Discussão de correlação de de genotipagem SNP com o resultado clínico FCGR2A rsl801274:
[00451] Inspecção dos genótipos FCGR2A super- ou baixo-representados revela que na população PP todos os pacientes com o genótipo heterozigótico rsl 801274 [CT] são pacientes respondedores e que os pacientes com resposta parcial (PR) abrigam exclusivamente esse genótipo. O genótipo homozigótico representados na população não-respondedor é [TT]. A mera observação destas distribuições de frequência não permite concluir se a [CT] genótipo é benéfico ou se o [TT] é desvantajoso. Na maioria dos estudos que investigam o efeito de genótipos SNP, os respectivos genótipos homozigóticos demonstram os maiores efeitos biológicos, muitas vezes, indicando um modo de acção recessiva que reflecte a função do gene comprometida de ambos os alelos, em oposição a actividade do gene aumentado. No caso de alelos de SNP levar a um aumento da actividade genética, um efeito gradual do efeito biológico pode muitas vezes ser observada: Um alelo (isto é, heterozigótica) aumenta a atividade do gene, dois alelos (isto é, homozigóticos) aumentam a atividade do gene, mesmo mais. Em ambos os casos, o ganho de função ou perda de função, os mais fortes efeitos biológicos / clínicas são geralmente observados em pacientes com genótipos homozigóticos. Sob este pressuposto super- representação do genótipo homozigótico [TT] na população não- respondedora na população PP e FAS causaria um efeito desvantajoso.
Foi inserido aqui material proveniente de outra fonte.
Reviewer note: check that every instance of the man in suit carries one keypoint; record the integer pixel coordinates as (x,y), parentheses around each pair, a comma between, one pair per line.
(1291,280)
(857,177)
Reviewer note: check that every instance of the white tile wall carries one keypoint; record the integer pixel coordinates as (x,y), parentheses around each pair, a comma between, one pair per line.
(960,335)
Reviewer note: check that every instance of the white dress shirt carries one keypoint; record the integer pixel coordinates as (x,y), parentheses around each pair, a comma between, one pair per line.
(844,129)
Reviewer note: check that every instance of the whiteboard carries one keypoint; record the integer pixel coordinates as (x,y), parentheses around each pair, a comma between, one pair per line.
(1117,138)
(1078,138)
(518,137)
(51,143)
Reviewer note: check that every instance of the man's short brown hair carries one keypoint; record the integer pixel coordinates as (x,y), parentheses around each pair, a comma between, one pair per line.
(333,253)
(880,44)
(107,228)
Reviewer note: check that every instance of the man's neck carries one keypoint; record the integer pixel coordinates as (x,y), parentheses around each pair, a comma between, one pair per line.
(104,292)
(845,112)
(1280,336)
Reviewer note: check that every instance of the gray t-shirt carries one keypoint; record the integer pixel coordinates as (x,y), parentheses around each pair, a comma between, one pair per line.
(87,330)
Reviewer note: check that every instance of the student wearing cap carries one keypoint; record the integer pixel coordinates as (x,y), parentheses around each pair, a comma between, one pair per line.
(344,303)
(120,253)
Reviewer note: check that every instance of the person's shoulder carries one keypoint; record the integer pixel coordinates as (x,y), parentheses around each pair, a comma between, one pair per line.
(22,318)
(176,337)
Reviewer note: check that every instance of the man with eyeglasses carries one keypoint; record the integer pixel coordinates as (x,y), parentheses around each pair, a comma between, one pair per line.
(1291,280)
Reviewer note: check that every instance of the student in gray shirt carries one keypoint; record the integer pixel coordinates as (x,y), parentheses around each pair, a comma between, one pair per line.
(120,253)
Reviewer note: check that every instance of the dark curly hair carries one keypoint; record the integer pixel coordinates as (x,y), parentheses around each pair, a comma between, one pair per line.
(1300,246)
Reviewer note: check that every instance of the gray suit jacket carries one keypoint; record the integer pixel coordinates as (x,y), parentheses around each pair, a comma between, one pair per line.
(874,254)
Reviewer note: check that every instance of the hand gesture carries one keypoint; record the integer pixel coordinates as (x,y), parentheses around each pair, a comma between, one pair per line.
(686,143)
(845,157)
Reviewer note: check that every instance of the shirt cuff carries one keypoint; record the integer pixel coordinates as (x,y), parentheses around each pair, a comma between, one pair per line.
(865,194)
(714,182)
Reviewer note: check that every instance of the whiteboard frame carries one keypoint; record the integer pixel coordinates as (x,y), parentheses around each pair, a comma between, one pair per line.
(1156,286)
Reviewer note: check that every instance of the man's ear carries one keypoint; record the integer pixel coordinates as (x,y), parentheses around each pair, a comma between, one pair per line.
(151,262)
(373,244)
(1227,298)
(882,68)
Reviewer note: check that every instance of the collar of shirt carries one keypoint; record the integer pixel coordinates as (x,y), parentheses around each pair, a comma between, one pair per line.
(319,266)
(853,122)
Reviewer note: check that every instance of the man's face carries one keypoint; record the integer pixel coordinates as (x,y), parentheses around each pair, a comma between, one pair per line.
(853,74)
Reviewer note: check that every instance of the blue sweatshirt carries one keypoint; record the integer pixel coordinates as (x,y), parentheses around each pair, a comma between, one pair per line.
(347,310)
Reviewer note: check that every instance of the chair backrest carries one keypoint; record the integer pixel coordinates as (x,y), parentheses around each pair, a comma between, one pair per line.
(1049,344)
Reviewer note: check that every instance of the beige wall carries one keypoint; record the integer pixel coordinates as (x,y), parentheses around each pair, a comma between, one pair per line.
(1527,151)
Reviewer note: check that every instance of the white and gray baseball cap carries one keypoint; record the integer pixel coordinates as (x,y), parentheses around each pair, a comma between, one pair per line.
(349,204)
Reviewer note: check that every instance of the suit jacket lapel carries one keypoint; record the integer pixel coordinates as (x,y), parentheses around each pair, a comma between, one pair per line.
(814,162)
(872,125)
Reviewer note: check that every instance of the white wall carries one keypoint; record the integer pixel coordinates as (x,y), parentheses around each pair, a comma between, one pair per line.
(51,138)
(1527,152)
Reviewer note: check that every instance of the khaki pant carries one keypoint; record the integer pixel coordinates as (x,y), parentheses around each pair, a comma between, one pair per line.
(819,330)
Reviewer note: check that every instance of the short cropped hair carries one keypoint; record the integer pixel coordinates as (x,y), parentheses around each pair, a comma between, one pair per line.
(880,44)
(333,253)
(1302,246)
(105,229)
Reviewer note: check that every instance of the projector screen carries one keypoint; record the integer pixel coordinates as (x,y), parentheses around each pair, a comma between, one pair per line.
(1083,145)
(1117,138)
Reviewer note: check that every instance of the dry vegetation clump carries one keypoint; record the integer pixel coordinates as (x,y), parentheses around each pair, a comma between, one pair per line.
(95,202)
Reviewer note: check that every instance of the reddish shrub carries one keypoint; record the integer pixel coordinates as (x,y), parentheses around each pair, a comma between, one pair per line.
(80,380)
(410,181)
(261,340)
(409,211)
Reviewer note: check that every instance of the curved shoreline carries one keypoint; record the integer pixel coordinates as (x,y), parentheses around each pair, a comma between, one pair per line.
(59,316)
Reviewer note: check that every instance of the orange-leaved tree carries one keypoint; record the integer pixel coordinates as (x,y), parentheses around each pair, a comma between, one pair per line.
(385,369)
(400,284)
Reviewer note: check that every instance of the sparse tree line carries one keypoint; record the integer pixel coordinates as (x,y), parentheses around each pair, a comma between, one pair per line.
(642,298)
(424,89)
[00452] Contudo, isso é inesperado, uma vez que o genótipo rsl 801274 FCGR2A [TT] foi descrito em vários estudos clínicos como um fator com um efeito prolongado sobre PFS. Em nosso ensaio clínico de fase lla, uma inspeção mais próxima da associação entre genótipo e PFS em pacientes não respondedores FAS indica que os pacientes com FAS PD com o genótipo [TT] mostram durante os primeiros 60 dias de terapia, de fato, uma tendência para maiores tempos de PFS em oposição para pacientes com FAS PD com o genótipo [CT] (compare a Tabela 7 e a Figura 4). Uma interpretação para colocar essa observação em linha com a sub-representação de [TT] em respondedores com PFS prolongada poderia ser uma sobreposição de dois mecanismos moleculares diferentes: Primeiro, o genótipo rsl 801274 [CT] poderia ser um marcador para pacientes respondentes. Esta é uma nova observação não descrita na literatura até agora e pode sugerir que este genótipo é um marcador preditivo para o tratamento com rMAB362. O mecanismo molecular subjacente a esta nova observação ainda não foi resolvido.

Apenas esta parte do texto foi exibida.